Discography: "Making Lunch" Ken Schaphorst Big Band (1989 Accurate Records), ‘Small Clubs Are Dead" Dred Scott (2004), Klezmocracy (2003), "Reasons to be Thankful" Art Lillard (2006 Summit Records), Dan Schulte Sextet w/Nancy King (2006), "Doggie-n-Cookie Unleashed! (2006) (Avant-garde duo CD with pianist/drummer Dred Scott). Dred is a Bay area musician who now lives in New York and works with Jay Collins.

Gigs: I'm leading a funky jazz jam session with Jo Janiga and Danny Meyer every Wednesday from 8-11 pm at the club formerly known as Billy Reed's.

We plan on starting on May 24th. I'm trying to make this session a little different by playing tunes that are less commonly performed. We've put together a big book of interesting charts for players to choose from. I wanted to stay away from tunes that you hear every time you go to a jam.

We'll focus on the groovier side of jazz, doing material from the hard bop era...Cannonball, Horace Silver, Stanley Turrentine, Lee Morgan, Kenny Dorham, etc. The last Thursday of each month I play with Dan Schulte at the "Jazz Loft" on Alberta. It's a private loft they open to the public.

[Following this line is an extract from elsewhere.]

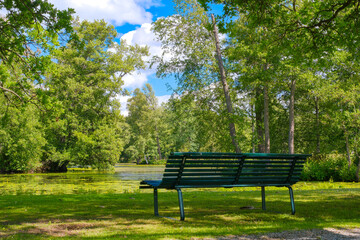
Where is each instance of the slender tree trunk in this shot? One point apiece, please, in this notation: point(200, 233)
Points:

The last couple of performances are on my website. I'll be at Abou Karim on May 6th with Danny Meyer; and I'll be with Robert Moore at Cathedral Park Jazz Festival this July 15, 16.

Future: Recording an album with Art Lillard in July, writing a book on jazz improvisation, debuting my new Latin-Jazz quintet, composing for a Latin-Jazz album and learning the vibes.

Other: I love living here . . . you can drop into a fun jam and play with really great musicians, the scene is very cohesive.

Quote from alto saxophonist Warren Rand, "David has an unusual vocabulary with intricate phrasing...it's a joy to listen to."